Healthcare: The First Real-World Application
AMI Labs' first disclosed partner is Nabla, a digital health startup where LeBrun himself serves as chairman. While leading Nabla, LeBrun experienced firsthand how dangerous LLM hallucinations can be in healthcare if an AI gives incorrect medical advice, the consequences could be life-threatening. World models, which aim for a deeper understanding of reality, could offer a safer and more reliable path for medical AI. Nabla will get early access to AMI Labs' models, and more partners are expected to follow as the technology matures.
A Long Road Ahead, But a Clear Vision
LeBrun has been refreshingly honest about timelines. AMI Labs is not a typical applied AI startup that can ship a product in three months and hit $10 million in annual recurring revenue within a year. Building world models that move from fundamental research to commercial applications could take years. The company has no plans to generate revenue for now, but it does intend to engage with prospective customers early so that its models can be tested with real-world data and real evaluations. This isn't about rushing to market it's about getting the science right first.

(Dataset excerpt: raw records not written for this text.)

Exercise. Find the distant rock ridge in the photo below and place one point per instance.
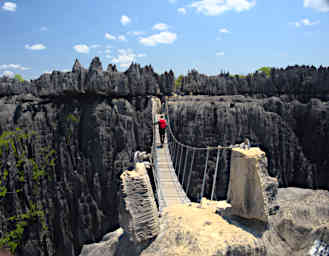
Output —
(136, 81)
(301, 82)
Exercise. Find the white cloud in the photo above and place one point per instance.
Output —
(182, 10)
(307, 22)
(122, 38)
(110, 37)
(9, 6)
(35, 47)
(13, 66)
(224, 30)
(135, 33)
(126, 57)
(217, 7)
(125, 20)
(319, 5)
(8, 74)
(160, 26)
(161, 38)
(94, 46)
(81, 48)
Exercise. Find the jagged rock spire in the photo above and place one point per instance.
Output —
(77, 66)
(112, 68)
(96, 64)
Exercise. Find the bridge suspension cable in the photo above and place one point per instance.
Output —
(177, 151)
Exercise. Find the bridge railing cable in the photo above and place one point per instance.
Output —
(177, 150)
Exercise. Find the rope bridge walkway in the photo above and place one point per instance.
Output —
(168, 182)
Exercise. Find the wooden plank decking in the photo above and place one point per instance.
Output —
(170, 191)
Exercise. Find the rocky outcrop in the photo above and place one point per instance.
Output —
(251, 190)
(93, 120)
(108, 246)
(293, 135)
(136, 81)
(138, 210)
(299, 82)
(192, 230)
(138, 218)
(301, 226)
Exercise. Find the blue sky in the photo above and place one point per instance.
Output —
(238, 36)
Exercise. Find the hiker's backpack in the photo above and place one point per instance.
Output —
(162, 123)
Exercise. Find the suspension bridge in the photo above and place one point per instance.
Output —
(171, 171)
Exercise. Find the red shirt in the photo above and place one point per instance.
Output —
(162, 123)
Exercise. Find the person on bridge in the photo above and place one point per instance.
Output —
(162, 128)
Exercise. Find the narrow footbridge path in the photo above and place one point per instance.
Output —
(169, 190)
(173, 165)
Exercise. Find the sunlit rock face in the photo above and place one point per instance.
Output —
(251, 190)
(294, 136)
(94, 120)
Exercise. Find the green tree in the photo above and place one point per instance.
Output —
(266, 70)
(23, 169)
(178, 82)
(19, 77)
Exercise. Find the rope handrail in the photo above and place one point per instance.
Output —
(191, 147)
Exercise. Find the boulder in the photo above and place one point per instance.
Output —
(251, 190)
(196, 230)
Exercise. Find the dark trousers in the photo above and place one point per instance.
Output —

A Commitment to Open Research
In an era when major AI companies are increasingly keeping their research behind closed doors, AMI Labs has made a bold promise: it will publish its research papers and open-source much of its code. LeBrun, who also worked at Meta's AI research lab FAIR, firmly believes that openness accelerates progress. Building a community and research ecosystem around the company, he argues, is not just idealistic it's strategically smart. Things move faster when they're open, and AMI Labs wants to be at the center of that movement.
Four Cities, One Mission
The startup will operate across four cities: Paris, which serves as headquarters; New York, where LeCun teaches at NYU; Montreal, where Michael Rabbat is based; and Singapore, chosen both for its deep pool of AI talent and its proximity to future clients in Asia. LeBrun says he will prioritize quality over quantity when it comes to hiring, building a lean but world-class team across these locations.
AMI Labs' story is just beginning, but with over a billion dollars in funding, a team packed with AI luminaries, and a bold vision for understanding reality itself, this startup has firmly positioned itself as a serious contender in the emerging world models space. Whether it can deliver on that promise remains to be seen but few would bet against this team.